SALESMAN a été lancé en mai 1943, mais il a besoin d'une liaison radio fiable avec Londres pour coordonner les approvisionnements. Son chef, Philippe Liewer, a trouvé un endroit sûr pour Newman, chez Denise Desvaux qui tient un salon de couture, 12 rue Jeanne d'Arc à Rouen. Opérant sous le nom de couverture de «Pierre Jacques Nerault», nom de code Pepe, il est présenté comme son neveu et son associé en affaires. Après avoir vécu sous la sécurité laxiste de CARTE l'année précédente, Newman utilise une nouvelle forme de contacts. Liewer met rapidement en place trois postes de radio distincts et donne pour consigne de ne jamais transmettre plus de deux fois de suite au même endroit. En vélo, Newman parcourt 1500 kilomètres par mois entre chaque point radio, accompagné par un garde du corps, Newman parlant très mal le Français.
Le réseau SALESMAN commence alors à recevoir des armes dont il fait un usage efficace. En septembre, il coule un dragueur de mines de 800 tonnes et détruit une centrale électrique locale le mois suivant.
La sécurité du réseau est excellente, mais les agents de la Gestapo s'équipent en radiogoniométrie et font la chasse aux radios. Ils viennent très près de Newman, et arrivent même à déduire les temps de ses transmissions. Il est obligé d'arrêter complètement de travailler pendant six semaines.
En février 1944, Liewer retourne en Angleterre, laissant SALESMAN entre les mains de son lieutenant Claude Malraux. Son groupe réussit à faire dérailler un train de troupes allemandes le même mois. Mais au début de mars 1944, à la suite d'une souricière tendue par la Gestapo, Malraux est capturé à Rouen. Dans les heures qui suivent la quasi-totalité de ses contacts est soufflée. Selon le rapport de Liewer plus tard (il revient en avril 1944 à Paris et envoie son assistante Violette Szabo à Rouen pour savoir ce qui s'est passé), Newman a attendu l'arrivée de Malraux pour dîner ce soir-là. Ne le voyant pas venir, il a commencé à s'inquiéter. Il a donc informé son garde du corps qu'il annulait sa prochaine transmission et qu'il allait passer à une autre maison sûre dès le lendemain après-midi. Mais le jour suivant, lui et Mme Desvaux ont décidé de déjeuner avec la fiancée de Malraux, retardant leur départ. La Gestapo est arrivée quelques instants après la fin du repas. Newman s'est précipité par la porte de derrière, mais a été rattrapé et menotté instantanément. Mme Desvaux est arrêtée puis relâchée quelques jours plus tard.

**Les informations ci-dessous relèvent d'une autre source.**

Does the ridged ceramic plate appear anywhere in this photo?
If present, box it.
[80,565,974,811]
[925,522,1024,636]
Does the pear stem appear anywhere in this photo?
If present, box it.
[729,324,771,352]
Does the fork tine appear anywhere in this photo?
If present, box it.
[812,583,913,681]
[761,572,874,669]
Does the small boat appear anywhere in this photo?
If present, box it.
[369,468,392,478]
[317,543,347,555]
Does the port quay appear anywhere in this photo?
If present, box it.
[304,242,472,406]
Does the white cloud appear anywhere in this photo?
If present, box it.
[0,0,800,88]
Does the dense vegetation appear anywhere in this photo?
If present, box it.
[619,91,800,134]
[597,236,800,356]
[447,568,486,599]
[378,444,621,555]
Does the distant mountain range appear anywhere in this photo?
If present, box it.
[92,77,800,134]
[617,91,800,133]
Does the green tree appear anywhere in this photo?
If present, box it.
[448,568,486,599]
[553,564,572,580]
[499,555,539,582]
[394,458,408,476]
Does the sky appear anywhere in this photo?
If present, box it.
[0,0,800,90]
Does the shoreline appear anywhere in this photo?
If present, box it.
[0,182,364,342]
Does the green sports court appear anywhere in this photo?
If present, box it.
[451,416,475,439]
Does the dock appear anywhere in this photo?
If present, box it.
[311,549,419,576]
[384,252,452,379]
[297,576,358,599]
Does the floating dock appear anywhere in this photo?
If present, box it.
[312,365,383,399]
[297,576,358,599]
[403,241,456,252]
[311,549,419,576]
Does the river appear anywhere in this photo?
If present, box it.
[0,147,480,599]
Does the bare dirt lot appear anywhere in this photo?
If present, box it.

En avril 1944, Newman et d'autres agents du SOE F sont transférés au camp de Compiègne. Une semaine plus tard, un bus les emmène à Paris, d'abord à la prison de la Gestapo, Place des Etats-Unis, puis à la prison de Fresnes.
Newman et d'autres agents du SOE capturés par la Gestapo sont conduits à la prison de Rawicz en Silésie (aujourd'hui le sud-ouest de la Pologne). Les conditions de détention sont déplorables et ils sont tous maintenus en isolement. Au début de septembre 1944, ils sont transférés au camp de concentration de Mauthausen. Les 6 et 7 septembre, Newman et son groupe sont abattus à la carrière du camp, ainsi que 40 autres agents du SOE, presque tous néerlandais.
En tant que l'un des 104 agents de la section F morts pour la France, Isidore Newman est honoré au mémorial de Valençay, en Indre.